The track dropped this summer and it sounds exactly like what it is: confident, a little confrontational, and genuinely fun to play loud. Dom describes it as a spiritual sequel to his earlier single “Kabit,” except this time the gloves are off. “I wanted a track that feels like a big FU to people who have used me in the past,” he said. “This time I’m taking my power back.”
The sonic palette is unexpected in the best way. Brazilian funk and Afrobeats filtered through a contemporary pop-rap lens. It should not work as neatly as it does, but the rhythm carries the attitude so well that the genre math stops mattering around the first chorus.

Getting Zae on the track started the way a lot of good things start now: a DM. Dom hit her up on Instagram sometime last July, a fan reaching out to an artist he genuinely respected. She responded. They got in a room, or the digital equivalent of one, and apparently the chemistry was immediate.

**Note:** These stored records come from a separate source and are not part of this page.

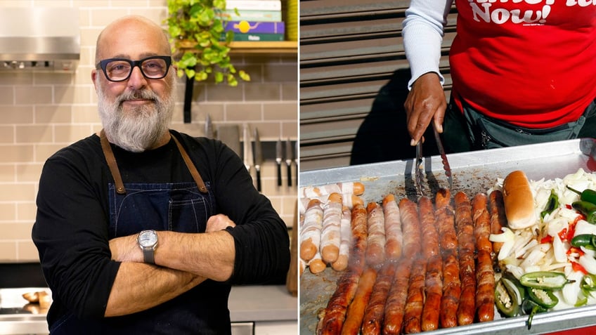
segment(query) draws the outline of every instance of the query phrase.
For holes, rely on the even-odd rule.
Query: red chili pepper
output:
[[[566,254],[568,256],[571,255],[571,254],[577,254],[579,256],[582,256],[585,253],[583,252],[583,251],[578,247],[571,247],[571,248],[569,248],[569,250],[567,250]]]
[[[544,243],[552,243],[552,237],[546,235],[540,239],[540,244]]]
[[[571,262],[571,268],[574,269],[574,271],[581,271],[584,275],[588,275],[588,271],[585,268],[578,263]]]
[[[559,238],[561,239],[561,241],[565,242],[569,239],[569,235],[567,234],[567,228],[563,228],[559,232]]]

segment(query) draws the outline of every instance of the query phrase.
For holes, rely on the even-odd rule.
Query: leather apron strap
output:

“The vibes were there from the jump,” Dom said, which is either a good sign or what everyone says before an album rollout, except in this case the song actually backs it up.
What makes “manloloko” work as a collab rather than just a feature is that both artists kept their lanes clean. Dom handled everything he sang, including the hook. Zae wrote and delivered her verses entirely on her own terms. Neither stepped on the other. The result sounds less like a guest spot and more like two people who were always supposed to be on the same song.
The bridge is where it gets interesting. Instead of the track doubling down on aggression, Dom and Zae pull back into something closer to solidarity, a moment that reframes the whole thing from a breakup song into something with a slightly bigger argument.
Dom is pretty direct about what that argument is: “Society loves to crucify the gays and girls for the simplest things yet let straight men get away with everything. That moment of solidarity felt important.”
It’s a sharp left turn that earns its place. “manloloko” could have coasted on the groove and nobody would have complained. The fact that it doesn’t is what makes it worth paying attention to.